Jueves de la Octava de Pascua

Padre Arnaldo Bazán

"Estaban hablando de estas cosas, cuando él se presentó en medio de ellos y les dijo: “La paz con ustedes”. Sobresaltados y asustados, creían ver un espíritu. Pero él les dijo: “¿Por qué se turban ustedes, y por qué se suscitan dudas en su corazón? Miren mis manos y mis pies; soy yo mismo. Pálpenme y vean que un espíritu no tiene carne y huesos como ven que yo tengo”. Y, diciendo esto, los mostró las manos y los pies. Como ellos no acabasen de creerlo a causa de la alegría y estuviesen asombrados, les dijo: “¿Tienen aquí algo de comer?” Ellos le ofrecieron parte de un pez asado. Lo tomó y comió delante de ellos. Después les dijo: “Estas son aquellas palabras mías que les hablé cuando todavía estaba con ustedes: "Es necesario que se cumpla todo lo que está escrito en la Ley de Moisés, en los Profetas y en los Salmos acerca de mí”. Y, entonces, abrió sus inteligencias para que comprendieran las Escrituras, y les dijo: “Así está escrito que el Cristo padeciera y resucitara de entre los muertos al tercer día y se predicara en su nombre la conversión para perdón de los pecados a todas las naciones, empezando desde Jerusalén. Ustedes son testigos de estas cosas” (Lucas 24, 35-48).

El pueblo de Israel no había recibido una clara revelación con respecto a la resurrección. Eso llevó a muchos a negar la vida más allá de la muerte, y a otros a pensar que después de la muerte se tendría que esperar al final de los tiempos para resucitar.

Los apóstoles, por tanto, formados en esa tradición, no podían entender la posibilidad de la resurrección inmediata de Jesús, lo que le obligó a darles pruebas de que se trataba de la misma persona.

Con todo el cuerpo de Jesús, aunque era fundamentalmente el mismo, no lo era de la misma manera, por cuanto el suyo era ahora un cuerpo espiritual.

Antes de la resurrección no habría podido presentarse sin tocar a la puerta y luego desaparecer. Y si llegó a comer del pescado que le ofrecieron, lo hizo solo para asegurarles de que no se trataba de un fantasma, ya que, como subraya Lucas, estaban “sobresaltados y asustados creyendo ver un espíritu”.

De la misma forma que había hecho antes con los discípulos de Emaús, también ahora insiste con sus apóstoles en la necesidad de que el Mesías padeciera.

Es entendible la confusión de los discípulos, por cuanto el sufrimiento nos asusta, nos deprime y nos lleva a rechazarlo abiertamente.
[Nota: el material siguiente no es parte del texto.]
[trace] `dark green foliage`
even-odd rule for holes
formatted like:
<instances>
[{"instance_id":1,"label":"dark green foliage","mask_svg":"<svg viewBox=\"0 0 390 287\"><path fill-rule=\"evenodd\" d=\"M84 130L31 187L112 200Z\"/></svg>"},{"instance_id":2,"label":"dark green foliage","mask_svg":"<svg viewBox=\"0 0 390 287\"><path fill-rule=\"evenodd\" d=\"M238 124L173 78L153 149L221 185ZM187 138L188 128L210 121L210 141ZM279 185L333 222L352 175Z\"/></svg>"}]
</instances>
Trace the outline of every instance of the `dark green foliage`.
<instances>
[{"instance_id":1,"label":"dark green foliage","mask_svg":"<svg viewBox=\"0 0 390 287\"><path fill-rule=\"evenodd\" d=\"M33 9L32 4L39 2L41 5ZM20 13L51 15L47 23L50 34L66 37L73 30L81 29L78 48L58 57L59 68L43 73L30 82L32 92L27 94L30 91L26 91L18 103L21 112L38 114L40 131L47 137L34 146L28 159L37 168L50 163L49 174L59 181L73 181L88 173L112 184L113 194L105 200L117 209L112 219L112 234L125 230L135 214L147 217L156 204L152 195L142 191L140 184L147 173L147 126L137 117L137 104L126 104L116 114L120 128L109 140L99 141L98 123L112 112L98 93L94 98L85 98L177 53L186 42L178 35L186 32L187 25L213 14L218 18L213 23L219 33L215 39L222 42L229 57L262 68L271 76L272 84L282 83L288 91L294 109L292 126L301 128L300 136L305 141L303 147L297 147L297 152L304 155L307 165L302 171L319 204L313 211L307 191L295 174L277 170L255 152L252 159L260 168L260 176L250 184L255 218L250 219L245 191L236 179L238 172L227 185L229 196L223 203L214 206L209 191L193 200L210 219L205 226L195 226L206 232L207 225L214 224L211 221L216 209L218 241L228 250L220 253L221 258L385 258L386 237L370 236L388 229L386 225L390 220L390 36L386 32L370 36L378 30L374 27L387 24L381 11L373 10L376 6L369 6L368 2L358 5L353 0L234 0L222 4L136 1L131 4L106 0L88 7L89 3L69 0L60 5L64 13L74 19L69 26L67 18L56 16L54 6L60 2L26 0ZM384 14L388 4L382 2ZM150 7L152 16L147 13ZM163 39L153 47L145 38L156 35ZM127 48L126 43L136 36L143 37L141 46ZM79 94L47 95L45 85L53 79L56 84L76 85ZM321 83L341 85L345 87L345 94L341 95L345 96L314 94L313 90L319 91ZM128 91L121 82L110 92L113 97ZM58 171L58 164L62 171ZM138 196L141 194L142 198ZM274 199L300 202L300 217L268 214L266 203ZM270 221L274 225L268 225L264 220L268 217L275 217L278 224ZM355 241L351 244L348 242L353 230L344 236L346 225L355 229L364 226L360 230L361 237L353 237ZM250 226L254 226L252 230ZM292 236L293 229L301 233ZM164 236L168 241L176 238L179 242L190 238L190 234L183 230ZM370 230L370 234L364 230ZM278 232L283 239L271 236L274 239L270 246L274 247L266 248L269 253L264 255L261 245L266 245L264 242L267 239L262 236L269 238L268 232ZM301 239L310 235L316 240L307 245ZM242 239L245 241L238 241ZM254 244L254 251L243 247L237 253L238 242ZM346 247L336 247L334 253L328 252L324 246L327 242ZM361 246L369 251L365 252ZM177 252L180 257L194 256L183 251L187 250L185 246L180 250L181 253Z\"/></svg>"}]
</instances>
Pero, ¿es bueno sufrir? Si nos quedamos sólo con la impresión dolorosa que produce diríamos que no. Pero si las consecuencias del sufrimiento son para beneficio habría que responder afirmativamente.

No hay madre que no esté dispuesta a sufrir junto a un hijo enfermo. Y hasta el dolor es necesario para que descubramos que algo anda mal en nuestro organismo. El dolor nos avisa para que tengamos cuidado.

Cuando el dolor responde a una necesidad es que lo apreciamos. Y Dios usó del sufrimiento de su Hijo para demostrarnos el amor que nos tiene. Como diría el propio Jesús: “Nadie tiene mayor amor que el que da su vida por sus amigos” (Juan 15,13).

La resurrección de Jesús es la prueba de que es el verdadero Salvador. Por nosotros “...se humilló a sí mismo, obedeciendo hasta la muerte y muerte de cruz” (Filipenses 2,8).